The paper coalesces around the idea of the dependence plot (d-plot), an ensemble of nine graphs that encapsulates both the scatter plot and marginal distributions, together with visualizations that focus solely on aspects of dependence. The former are useful for detecting clusters, outliers, and examining the specific data values, among other tasks. Regarding the latter, rank plots provide a faithful description of the dependence between the variables, while Spearman’s concordance and Schweizer–Wolff’s dependence are appropriate association summaries, since they depend exclusively on the copula. In addition, the visualizations related to diagonal sections of the copula can help users decompose complex dependence patterns into simpler quadrant-dependent scenarios by conditioning on one variable. This idea is related to gluing copulas (i.e., describing the dependence through several copulas). Although we have addressed the gluing of two copulas, extending this concept to multiple copulas and/or conditioning in both variables is straightforward.
The ideas put forward in the paper can be useful for using or developing other visualization techniques in which it may be appropriate to visualize the dependency between two continuous random variables. For example, the theory clearly advocates for replacing data values with ranks (note that it would be straightforward to incorporate ranks in methods like parallel coordinates [
50], table lens [
51], and many others). Naturally, researchers should also consider replacing or complementing Pearson’s correlation with Spearman’s rank correlation or Schweizer–Wolff’s dependence in their visualizations.

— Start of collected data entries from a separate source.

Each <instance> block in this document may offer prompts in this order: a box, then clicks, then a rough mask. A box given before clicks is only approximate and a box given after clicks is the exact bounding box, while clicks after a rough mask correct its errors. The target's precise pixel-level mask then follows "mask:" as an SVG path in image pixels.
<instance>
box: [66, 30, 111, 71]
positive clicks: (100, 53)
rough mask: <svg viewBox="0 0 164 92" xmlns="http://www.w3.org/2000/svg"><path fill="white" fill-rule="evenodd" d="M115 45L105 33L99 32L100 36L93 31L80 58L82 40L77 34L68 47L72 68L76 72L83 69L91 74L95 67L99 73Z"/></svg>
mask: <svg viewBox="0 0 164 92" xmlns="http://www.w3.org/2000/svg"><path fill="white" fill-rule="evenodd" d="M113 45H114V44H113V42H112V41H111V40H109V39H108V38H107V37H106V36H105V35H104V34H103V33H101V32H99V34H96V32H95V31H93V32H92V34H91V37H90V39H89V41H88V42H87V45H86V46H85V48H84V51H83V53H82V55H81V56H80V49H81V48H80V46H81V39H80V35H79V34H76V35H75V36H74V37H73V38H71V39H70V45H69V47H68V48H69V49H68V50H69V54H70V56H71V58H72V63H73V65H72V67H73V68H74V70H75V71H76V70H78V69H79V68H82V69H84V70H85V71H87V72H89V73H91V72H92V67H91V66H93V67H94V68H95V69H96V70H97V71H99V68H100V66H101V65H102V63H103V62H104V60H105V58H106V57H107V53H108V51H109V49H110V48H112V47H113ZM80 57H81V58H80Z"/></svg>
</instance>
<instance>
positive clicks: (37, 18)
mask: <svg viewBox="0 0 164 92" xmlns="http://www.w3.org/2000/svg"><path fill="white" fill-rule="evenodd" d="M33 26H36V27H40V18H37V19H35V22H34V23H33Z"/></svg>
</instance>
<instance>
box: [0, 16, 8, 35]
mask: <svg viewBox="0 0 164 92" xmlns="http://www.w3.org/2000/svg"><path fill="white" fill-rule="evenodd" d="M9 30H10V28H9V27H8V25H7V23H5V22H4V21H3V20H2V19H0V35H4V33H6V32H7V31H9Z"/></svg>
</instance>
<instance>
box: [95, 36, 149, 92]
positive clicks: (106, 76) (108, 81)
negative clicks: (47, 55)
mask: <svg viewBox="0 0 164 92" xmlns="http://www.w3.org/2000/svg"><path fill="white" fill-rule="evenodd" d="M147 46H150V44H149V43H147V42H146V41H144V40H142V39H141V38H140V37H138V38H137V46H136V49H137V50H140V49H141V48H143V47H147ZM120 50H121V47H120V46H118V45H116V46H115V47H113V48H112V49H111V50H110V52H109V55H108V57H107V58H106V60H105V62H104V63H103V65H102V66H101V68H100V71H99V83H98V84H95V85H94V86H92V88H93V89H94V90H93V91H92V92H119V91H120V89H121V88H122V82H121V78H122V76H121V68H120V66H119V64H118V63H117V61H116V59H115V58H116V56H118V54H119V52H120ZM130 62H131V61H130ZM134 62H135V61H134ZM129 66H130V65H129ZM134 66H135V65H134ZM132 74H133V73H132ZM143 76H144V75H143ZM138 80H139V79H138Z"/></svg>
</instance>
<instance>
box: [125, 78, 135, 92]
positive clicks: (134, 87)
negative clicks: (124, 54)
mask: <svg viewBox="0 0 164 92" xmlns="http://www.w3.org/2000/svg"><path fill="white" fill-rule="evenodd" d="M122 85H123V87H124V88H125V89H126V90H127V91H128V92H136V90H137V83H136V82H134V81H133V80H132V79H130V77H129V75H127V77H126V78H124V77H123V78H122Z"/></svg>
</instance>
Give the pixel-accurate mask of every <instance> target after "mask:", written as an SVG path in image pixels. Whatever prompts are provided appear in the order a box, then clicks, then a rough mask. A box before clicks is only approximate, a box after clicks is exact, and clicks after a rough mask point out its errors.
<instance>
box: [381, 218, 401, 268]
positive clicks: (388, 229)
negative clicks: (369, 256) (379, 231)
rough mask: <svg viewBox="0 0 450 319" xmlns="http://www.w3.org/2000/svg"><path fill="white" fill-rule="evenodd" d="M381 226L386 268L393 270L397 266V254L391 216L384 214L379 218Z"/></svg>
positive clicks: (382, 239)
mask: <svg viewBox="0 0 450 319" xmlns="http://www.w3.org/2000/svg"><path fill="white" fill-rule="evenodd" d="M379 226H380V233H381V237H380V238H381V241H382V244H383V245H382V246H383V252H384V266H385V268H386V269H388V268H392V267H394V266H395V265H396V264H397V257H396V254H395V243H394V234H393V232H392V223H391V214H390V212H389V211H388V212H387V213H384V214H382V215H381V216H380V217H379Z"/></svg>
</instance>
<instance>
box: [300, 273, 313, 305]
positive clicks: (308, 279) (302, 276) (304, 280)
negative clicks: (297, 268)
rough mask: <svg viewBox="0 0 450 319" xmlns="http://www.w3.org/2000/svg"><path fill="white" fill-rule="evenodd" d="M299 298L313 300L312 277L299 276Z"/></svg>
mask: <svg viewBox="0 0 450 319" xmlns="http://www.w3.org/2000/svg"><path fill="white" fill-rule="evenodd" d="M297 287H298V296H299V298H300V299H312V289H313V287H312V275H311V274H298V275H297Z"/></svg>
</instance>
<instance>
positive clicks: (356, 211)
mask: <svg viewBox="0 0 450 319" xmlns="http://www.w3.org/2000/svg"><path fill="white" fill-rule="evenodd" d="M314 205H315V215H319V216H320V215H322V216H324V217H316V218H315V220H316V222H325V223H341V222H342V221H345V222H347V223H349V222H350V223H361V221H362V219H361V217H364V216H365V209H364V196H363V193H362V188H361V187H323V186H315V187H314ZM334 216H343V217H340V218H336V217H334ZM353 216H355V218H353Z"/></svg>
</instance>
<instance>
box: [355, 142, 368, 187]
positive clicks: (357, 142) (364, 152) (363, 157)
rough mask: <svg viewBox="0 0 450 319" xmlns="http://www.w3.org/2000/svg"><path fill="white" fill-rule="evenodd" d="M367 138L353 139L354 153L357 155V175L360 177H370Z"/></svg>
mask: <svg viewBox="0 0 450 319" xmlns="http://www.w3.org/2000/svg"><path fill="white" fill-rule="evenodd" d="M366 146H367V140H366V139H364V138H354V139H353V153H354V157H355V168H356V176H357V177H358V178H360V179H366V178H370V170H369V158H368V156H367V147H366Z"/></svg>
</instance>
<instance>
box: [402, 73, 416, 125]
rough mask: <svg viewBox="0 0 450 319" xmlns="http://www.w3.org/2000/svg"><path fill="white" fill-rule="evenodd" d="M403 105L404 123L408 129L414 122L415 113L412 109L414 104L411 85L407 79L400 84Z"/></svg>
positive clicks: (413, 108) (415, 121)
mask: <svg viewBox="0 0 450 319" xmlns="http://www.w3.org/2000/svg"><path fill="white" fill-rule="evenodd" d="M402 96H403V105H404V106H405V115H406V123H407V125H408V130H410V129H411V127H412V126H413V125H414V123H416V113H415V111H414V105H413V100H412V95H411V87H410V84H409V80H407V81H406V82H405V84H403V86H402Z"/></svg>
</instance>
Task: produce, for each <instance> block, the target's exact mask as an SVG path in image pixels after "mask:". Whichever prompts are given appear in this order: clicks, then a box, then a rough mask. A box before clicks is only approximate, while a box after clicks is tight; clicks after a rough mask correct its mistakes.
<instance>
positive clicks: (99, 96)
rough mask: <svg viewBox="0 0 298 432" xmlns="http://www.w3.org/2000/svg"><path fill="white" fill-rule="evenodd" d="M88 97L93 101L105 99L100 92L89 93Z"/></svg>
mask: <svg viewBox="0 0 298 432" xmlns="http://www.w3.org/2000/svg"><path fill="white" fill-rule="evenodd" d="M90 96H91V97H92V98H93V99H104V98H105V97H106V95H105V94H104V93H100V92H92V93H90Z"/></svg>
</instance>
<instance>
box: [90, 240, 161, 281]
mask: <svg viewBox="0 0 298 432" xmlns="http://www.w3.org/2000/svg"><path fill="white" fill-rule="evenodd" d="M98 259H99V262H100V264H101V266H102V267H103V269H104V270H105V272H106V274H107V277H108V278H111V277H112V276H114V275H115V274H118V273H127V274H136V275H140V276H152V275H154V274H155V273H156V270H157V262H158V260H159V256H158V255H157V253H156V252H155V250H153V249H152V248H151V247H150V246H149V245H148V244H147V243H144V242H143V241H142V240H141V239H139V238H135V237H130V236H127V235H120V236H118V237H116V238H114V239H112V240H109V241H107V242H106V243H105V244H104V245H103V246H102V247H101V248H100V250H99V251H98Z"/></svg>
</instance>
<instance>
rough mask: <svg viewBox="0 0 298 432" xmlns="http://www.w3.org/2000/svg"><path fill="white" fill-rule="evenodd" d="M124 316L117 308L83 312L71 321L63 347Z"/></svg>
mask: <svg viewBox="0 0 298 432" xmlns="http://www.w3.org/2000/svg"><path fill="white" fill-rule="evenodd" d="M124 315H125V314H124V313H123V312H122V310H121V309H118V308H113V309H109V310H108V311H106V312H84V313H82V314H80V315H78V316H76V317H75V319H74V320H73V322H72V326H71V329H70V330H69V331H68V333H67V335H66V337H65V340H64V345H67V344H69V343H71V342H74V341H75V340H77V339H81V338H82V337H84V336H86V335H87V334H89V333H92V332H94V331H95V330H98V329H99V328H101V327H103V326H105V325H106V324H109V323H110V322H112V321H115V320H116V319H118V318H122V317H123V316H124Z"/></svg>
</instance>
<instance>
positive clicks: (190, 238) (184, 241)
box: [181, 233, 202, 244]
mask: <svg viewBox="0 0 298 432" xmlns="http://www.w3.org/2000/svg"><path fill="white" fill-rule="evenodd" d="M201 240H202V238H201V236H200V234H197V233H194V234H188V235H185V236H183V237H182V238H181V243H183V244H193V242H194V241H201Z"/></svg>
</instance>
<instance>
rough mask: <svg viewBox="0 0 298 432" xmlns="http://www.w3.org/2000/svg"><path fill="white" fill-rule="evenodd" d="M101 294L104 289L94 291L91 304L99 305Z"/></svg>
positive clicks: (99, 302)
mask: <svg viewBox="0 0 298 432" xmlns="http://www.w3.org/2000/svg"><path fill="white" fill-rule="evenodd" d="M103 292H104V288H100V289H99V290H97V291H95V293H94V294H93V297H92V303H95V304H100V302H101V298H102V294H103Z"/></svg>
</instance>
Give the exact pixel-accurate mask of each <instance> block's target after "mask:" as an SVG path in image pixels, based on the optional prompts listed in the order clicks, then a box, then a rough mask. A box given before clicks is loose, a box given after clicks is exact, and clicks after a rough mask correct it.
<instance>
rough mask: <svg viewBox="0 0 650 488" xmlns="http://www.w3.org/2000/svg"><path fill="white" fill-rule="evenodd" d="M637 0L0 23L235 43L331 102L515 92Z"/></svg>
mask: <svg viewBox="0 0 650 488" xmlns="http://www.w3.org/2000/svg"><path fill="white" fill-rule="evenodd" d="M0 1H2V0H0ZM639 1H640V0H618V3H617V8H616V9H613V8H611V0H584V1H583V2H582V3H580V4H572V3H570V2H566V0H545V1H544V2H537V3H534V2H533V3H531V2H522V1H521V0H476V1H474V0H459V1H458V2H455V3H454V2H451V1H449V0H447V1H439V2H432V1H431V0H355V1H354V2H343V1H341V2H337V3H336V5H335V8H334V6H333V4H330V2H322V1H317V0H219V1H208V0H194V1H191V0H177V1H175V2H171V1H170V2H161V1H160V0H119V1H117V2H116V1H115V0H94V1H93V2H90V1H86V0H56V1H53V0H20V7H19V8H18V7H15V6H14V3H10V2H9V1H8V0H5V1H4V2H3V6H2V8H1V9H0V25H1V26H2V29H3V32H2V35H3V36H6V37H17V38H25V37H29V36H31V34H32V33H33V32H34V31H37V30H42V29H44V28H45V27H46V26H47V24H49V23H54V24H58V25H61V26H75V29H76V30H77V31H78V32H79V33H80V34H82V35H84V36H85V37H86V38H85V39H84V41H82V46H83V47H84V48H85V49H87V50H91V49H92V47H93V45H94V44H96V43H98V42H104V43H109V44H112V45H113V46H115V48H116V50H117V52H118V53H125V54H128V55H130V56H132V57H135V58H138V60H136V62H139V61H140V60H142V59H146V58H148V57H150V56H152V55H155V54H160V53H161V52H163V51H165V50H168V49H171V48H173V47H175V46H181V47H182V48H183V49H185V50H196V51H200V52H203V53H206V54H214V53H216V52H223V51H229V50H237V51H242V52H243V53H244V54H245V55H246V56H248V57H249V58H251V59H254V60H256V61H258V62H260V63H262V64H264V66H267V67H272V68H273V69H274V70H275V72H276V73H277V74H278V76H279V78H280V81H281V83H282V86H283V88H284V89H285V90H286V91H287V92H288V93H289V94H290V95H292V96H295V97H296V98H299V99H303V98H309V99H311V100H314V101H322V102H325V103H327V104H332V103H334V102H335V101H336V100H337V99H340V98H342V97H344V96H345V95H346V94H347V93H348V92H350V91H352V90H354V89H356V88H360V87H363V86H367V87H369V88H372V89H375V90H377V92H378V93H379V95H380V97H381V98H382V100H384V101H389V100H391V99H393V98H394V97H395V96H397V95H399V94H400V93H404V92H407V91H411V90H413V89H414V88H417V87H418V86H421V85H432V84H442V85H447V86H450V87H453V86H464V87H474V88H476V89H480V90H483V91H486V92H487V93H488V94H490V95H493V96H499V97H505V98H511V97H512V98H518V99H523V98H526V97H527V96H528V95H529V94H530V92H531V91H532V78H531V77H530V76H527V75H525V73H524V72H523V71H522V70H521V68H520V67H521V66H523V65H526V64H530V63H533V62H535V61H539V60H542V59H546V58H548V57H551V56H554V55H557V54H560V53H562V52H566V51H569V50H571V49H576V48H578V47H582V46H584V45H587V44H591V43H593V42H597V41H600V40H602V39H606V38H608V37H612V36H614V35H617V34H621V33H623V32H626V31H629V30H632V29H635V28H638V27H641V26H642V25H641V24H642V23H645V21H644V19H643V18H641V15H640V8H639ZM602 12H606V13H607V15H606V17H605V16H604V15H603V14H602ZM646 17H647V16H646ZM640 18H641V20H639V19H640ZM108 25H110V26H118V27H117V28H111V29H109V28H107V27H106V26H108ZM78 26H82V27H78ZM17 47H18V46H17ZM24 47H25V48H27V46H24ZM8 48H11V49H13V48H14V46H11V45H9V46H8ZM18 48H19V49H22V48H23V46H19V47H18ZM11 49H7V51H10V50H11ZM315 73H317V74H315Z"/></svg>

The general approach of this paper is non-parametric, as no model assumptions are made regarding the bivariate data under analysis. Nevertheless, the guidelines provided in
Table 1 for interpreting rank plots are useful in making decisions about fitting specific parametric families of copulas. For instance, if it is evident from the data that negative quadrant dependence (NQD) is present, then only parametric families of copulas accommodating NQD should be considered for goodness-of-fit testing. Similarly, if the rank plot of the data resembles, for example, case R8, the data should first be divided using the gluing copula technique. Subsequently, we may try fitting a parametric family of copulas with NQD to one subset and a parametric family with positive quadrant dependence (PQD) to the other subset.
The current formulation of d-plots is designed for continuous variables due to the reliance on rank-based transformations and copula theory. However, extending this framework to ordinal or mixed-type data is a natural next step; see, for example, [
52,
53]. In such cases,
subcopulas and discrete-specific dependence measures may be employed (e.g., as discussed in [
54]. Adapting rank plots to handle tied data and incorporating appropriate estimation techniques remains an open and promising research direction.
Finally, we also envision carrying out perceptual studies of Spearman’s rank correlation and Schweizer–Wolff’s dependence measure on rank plots, given their superiority over Pearson’s correlation and scatter plots for assessing dependence.